定義:検体を軸に試験室業務を管理するシステム
LIMS(Laboratory Information Management System/試験室情報管理システム)は、検体(サンプル)の受付から、試験の割り当て、分析機器からの結果取り込み、規格判定、試験成績書の発行までを管理するシステムです。管理の軸は製造指図ではなく「検体」で、試験室のリソース(分析機器・試薬・標準品・分析者の力量)や機器の校正状態もあわせて管理します。製薬・化学・食品など、出荷判定に試験室の試験が必須となる産業で使われます。
誤解されやすい点:MESの検査機能とは「測る場所」が違う
| MESの工程内検査 | LIMS | |
|---|---|---|
| 測る場所 | 製造工程の中(インライン・現場測定) | 試験室(オフライン分析) |
| 管理の軸 | 指図・工程・ロット | 検体 |
| 典型データ | 寸法・重量・目視結果 | 理化学試験・微生物試験・純度 |
| 判定の使い道 | 次工程へ進めてよいか | 出荷してよいか(規格判定) |
誤解されやすいのは「LIMSがあるから品質データはそろっている」という理解です。LIMSにあるのは検体単位の試験結果であり、その検体がどの製造ロットのどの時点から採取されたかという紐づけは、サンプリング計画とMES連携を設計しないと成立しません。逆に、試験室の分析機器接続や試薬管理までMESでやろうとするのは守備範囲の取り違えです。

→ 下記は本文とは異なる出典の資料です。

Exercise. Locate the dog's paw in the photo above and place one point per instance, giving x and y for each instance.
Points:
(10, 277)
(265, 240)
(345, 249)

なお、実験データを電子ノートとして残すELN(電子実験ノート)は研究開発寄りのツールで、品質試験の定型業務を回すLIMSとは別物です。
実務でこの用語が出てきたら確認すべきこと
- 検体IDと製造ロットの紐づけ方式。MES側でサンプリング指示を出し、検体IDを採番してLIMSへ渡す設計が、後からの追跡を最も確実にします
- 判定結果の返し先。LIMSの規格判定をMESへ返し、不合格ロットの次工程投入や出荷をブロックする連携があるか。ここがないと「試験は電子、統制は人手」のままです
- GMP環境なら試験記録の完全性。分析機器からの生データの扱い、監査証跡、再試験の管理はLIMS選定・バリデーションの中心論点です
よくある質問
LIMSとQMSソフトはどう違うのですか?
LIMSは試験の実行(検体・分析・結果)を管理し、QMSソフトは品質の仕組み(文書・逸脱・CAPA・監査)を管理します。試験で規格外(OOS)が出た後の調査プロセスはQMS側、試験そのものの記録はLIMS側というのが典型的な分担です。